On a lower bound for the eccentric connectivity index of graphs

TL;DR

This paper provides a simple proof for a known lower bound on the eccentric connectivity index of graphs, relating it to the volcano graph, and clarifies the conditions under which the bound holds.

Contribution

It offers a concise and straightforward proof of an existing lower bound on the eccentric connectivity index using adjacency considerations.

Findings

The lower bound on the eccentric connectivity index is valid for graphs of order n and diameter d ≥ 3.

The volcano graph minimizes the eccentric connectivity index among such graphs.

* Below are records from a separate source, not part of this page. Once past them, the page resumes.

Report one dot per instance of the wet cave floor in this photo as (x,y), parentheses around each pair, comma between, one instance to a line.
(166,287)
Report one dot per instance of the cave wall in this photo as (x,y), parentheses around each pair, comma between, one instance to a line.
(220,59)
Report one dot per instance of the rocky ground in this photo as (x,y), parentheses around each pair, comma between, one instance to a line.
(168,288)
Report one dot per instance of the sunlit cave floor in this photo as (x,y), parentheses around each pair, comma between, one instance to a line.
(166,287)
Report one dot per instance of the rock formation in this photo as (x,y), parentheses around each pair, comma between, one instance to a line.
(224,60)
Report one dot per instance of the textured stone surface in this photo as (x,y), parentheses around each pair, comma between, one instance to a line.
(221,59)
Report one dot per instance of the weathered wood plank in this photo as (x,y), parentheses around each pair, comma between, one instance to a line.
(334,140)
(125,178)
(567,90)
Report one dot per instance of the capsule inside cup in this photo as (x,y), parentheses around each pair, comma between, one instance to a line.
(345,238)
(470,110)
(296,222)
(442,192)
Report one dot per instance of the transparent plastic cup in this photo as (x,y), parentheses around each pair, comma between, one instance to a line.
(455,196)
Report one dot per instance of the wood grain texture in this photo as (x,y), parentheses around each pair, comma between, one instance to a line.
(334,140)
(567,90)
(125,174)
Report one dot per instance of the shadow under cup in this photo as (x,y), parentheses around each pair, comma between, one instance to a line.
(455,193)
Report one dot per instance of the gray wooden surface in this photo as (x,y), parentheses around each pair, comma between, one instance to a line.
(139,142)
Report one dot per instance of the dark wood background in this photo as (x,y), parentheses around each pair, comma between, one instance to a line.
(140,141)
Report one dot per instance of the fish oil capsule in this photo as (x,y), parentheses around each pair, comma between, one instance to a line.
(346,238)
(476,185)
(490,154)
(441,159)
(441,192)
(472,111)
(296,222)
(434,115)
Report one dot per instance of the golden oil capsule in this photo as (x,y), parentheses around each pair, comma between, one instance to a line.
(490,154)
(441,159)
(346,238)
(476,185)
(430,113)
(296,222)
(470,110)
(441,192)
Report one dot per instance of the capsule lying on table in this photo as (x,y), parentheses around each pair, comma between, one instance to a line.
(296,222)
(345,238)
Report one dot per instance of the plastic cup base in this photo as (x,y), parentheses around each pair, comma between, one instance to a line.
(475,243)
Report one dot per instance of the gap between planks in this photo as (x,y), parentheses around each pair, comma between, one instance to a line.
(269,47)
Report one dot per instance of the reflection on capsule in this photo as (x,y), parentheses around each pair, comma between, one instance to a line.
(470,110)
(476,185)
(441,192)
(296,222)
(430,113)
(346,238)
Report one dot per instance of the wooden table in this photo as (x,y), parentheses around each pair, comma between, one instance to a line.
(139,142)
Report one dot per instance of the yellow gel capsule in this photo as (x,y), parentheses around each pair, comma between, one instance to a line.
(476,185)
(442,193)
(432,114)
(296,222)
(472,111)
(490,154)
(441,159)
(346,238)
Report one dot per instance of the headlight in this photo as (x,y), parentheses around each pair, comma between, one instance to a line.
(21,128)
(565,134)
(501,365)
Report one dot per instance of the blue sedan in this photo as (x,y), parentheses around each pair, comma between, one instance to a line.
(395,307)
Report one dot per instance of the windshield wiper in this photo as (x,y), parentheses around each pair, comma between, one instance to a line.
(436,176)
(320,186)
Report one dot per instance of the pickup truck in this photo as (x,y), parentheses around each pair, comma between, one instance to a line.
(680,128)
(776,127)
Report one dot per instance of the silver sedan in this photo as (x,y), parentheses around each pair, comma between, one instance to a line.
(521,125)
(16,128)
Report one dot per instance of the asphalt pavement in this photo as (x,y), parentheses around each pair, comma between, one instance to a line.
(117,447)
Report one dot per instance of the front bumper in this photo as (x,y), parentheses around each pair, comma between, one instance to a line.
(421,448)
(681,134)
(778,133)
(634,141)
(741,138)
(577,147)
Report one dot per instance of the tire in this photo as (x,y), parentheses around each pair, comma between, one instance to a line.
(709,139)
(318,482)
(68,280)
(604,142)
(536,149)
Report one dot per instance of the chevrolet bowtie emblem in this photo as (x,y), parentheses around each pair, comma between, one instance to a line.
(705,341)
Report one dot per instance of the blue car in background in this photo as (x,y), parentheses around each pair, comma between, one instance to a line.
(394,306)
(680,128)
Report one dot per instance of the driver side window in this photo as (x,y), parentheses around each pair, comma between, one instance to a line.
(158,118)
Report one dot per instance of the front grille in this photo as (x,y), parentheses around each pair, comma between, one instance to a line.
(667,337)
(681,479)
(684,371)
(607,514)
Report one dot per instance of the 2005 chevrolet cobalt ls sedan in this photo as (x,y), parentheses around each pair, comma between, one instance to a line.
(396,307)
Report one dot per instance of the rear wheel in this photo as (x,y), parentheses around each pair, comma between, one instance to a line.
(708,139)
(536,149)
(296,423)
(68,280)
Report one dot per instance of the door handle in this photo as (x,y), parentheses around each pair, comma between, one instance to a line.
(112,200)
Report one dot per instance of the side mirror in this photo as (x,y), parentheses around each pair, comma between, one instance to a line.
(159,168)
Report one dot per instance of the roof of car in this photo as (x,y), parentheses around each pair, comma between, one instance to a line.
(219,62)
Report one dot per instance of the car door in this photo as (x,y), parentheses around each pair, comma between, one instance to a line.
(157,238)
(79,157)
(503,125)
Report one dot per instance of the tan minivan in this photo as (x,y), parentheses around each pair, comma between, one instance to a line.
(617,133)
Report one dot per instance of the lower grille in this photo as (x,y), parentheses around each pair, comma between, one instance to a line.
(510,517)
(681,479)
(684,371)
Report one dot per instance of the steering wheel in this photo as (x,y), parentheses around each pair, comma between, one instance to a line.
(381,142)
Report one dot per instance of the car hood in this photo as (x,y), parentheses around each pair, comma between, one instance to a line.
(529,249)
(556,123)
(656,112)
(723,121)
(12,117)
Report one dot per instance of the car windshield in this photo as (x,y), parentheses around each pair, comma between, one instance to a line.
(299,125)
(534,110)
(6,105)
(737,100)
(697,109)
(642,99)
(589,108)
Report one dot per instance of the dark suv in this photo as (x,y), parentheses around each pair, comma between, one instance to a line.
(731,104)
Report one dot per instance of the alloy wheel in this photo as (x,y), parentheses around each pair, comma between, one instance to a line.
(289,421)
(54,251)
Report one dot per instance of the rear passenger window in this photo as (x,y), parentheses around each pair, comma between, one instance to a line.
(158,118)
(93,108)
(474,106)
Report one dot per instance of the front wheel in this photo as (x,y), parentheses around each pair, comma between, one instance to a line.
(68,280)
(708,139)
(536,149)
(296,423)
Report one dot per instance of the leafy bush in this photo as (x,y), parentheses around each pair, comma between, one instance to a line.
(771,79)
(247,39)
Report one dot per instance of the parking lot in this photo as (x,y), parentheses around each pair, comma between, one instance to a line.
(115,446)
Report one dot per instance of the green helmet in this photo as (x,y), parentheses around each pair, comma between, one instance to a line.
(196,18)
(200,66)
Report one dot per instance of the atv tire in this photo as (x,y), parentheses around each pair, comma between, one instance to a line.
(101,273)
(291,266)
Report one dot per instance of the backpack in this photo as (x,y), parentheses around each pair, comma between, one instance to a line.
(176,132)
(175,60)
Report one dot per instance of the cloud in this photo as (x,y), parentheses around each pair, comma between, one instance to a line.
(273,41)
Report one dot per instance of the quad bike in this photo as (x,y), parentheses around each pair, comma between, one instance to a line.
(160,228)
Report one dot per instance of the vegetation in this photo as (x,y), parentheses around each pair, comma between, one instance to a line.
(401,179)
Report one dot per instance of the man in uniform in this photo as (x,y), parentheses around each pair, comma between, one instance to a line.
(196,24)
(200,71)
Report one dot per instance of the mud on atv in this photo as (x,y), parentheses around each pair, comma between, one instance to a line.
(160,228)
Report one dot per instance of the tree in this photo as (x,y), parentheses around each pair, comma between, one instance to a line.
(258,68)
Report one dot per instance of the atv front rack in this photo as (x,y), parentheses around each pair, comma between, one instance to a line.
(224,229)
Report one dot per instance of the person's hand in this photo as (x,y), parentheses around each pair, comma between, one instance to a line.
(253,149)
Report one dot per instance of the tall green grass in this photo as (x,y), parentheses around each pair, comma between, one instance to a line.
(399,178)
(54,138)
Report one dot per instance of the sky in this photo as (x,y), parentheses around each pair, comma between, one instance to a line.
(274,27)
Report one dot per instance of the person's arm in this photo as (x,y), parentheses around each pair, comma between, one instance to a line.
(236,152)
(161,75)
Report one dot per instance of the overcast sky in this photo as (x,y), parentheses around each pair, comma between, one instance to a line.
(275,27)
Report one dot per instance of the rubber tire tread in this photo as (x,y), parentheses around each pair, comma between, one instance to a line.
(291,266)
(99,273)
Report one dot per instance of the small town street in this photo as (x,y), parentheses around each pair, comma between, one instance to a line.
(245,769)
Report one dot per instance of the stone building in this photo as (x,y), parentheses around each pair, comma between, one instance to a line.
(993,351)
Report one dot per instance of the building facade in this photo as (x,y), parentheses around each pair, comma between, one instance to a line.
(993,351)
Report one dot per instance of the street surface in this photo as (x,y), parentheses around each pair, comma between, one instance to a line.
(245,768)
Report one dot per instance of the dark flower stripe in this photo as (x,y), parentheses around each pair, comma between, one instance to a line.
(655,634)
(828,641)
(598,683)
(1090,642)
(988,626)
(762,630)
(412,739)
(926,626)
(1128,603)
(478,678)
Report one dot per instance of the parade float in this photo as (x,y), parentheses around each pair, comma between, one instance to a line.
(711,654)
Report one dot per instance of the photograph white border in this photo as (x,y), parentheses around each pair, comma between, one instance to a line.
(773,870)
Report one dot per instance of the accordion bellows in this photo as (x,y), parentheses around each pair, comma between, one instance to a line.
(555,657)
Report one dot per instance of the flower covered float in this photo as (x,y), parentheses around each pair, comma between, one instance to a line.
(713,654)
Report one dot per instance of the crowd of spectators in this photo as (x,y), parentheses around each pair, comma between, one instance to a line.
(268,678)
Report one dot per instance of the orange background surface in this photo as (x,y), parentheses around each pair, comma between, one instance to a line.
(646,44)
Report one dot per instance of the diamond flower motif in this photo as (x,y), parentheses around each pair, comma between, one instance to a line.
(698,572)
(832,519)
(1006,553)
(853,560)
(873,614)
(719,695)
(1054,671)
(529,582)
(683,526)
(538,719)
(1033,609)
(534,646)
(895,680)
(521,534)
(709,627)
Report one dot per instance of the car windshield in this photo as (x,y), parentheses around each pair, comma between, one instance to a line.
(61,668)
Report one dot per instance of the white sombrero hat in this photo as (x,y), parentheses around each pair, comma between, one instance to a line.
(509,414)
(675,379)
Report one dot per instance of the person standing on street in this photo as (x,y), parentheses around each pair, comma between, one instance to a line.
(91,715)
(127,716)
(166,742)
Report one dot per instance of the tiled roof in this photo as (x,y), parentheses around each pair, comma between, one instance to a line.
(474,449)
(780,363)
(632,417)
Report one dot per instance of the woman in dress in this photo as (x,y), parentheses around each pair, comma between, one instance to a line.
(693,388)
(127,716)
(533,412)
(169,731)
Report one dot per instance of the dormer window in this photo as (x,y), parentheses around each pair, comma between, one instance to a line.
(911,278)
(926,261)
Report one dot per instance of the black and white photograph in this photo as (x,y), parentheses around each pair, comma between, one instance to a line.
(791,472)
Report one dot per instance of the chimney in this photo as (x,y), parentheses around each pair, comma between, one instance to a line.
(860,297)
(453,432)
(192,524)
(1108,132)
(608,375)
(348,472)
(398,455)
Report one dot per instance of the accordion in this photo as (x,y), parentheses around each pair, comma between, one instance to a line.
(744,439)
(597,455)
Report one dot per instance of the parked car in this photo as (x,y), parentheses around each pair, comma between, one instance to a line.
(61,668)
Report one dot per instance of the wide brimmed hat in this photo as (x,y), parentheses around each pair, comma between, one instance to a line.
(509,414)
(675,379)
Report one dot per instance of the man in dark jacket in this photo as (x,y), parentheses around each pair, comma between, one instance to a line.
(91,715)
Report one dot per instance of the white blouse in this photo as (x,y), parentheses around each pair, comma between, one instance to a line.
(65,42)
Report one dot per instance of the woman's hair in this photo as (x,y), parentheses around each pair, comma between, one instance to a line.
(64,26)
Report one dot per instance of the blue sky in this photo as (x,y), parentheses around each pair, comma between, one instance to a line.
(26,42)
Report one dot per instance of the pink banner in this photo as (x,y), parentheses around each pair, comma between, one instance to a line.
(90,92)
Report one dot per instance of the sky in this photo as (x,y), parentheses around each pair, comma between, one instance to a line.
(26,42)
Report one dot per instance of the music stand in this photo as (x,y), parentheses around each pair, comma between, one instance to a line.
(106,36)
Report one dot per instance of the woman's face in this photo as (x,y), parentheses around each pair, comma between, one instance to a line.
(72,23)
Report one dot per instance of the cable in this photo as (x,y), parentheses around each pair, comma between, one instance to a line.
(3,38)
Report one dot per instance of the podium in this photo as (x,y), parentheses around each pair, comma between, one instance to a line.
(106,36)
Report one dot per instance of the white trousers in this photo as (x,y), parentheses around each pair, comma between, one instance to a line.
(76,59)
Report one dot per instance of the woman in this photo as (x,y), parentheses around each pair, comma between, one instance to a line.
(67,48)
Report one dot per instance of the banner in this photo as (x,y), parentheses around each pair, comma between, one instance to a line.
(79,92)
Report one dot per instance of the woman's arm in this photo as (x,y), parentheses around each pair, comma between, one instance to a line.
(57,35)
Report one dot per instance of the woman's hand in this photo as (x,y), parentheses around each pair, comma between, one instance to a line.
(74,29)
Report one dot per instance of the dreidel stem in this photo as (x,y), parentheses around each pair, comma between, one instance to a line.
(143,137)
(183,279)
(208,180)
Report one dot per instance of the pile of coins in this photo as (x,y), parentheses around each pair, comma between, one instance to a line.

A simplified proof technique based on adjacency is presented.

Abstract

The eccentric connectivity index of a graph $G$, denoted by $\xi^{c}(G)$, defined as $\xi^{c}(G)$ = $\sum_{v \in V(G)}\epsilon(v) \cdot d(v)$, where $\epsilon(v)$ and $d(v)$ denotes the eccentricity and degree of a vertex $v$ in a graph $G$, respectively. The volcano graph $V_{n,d}$ is a graph obtained from a path $P_{d+1}$ and a set $S$ of $n-d-1$ vertices, by joining each vertex in $S$ to a central vertex or vertices of $P_{d+1}$. In (A lower bound on the eccentric connectivity index of a graph, Discrete Applied Math., 160, 248 to 258, (2012)), Morgan et al. proved that $\xi^{c}(G) \geq \xi^{c}(V_{n,d})$ for any graph of order $n$ and diameter $d \geq 3$. In this paper, we present a short and simple proof of this result by considering the adjacency of vertices in graphs.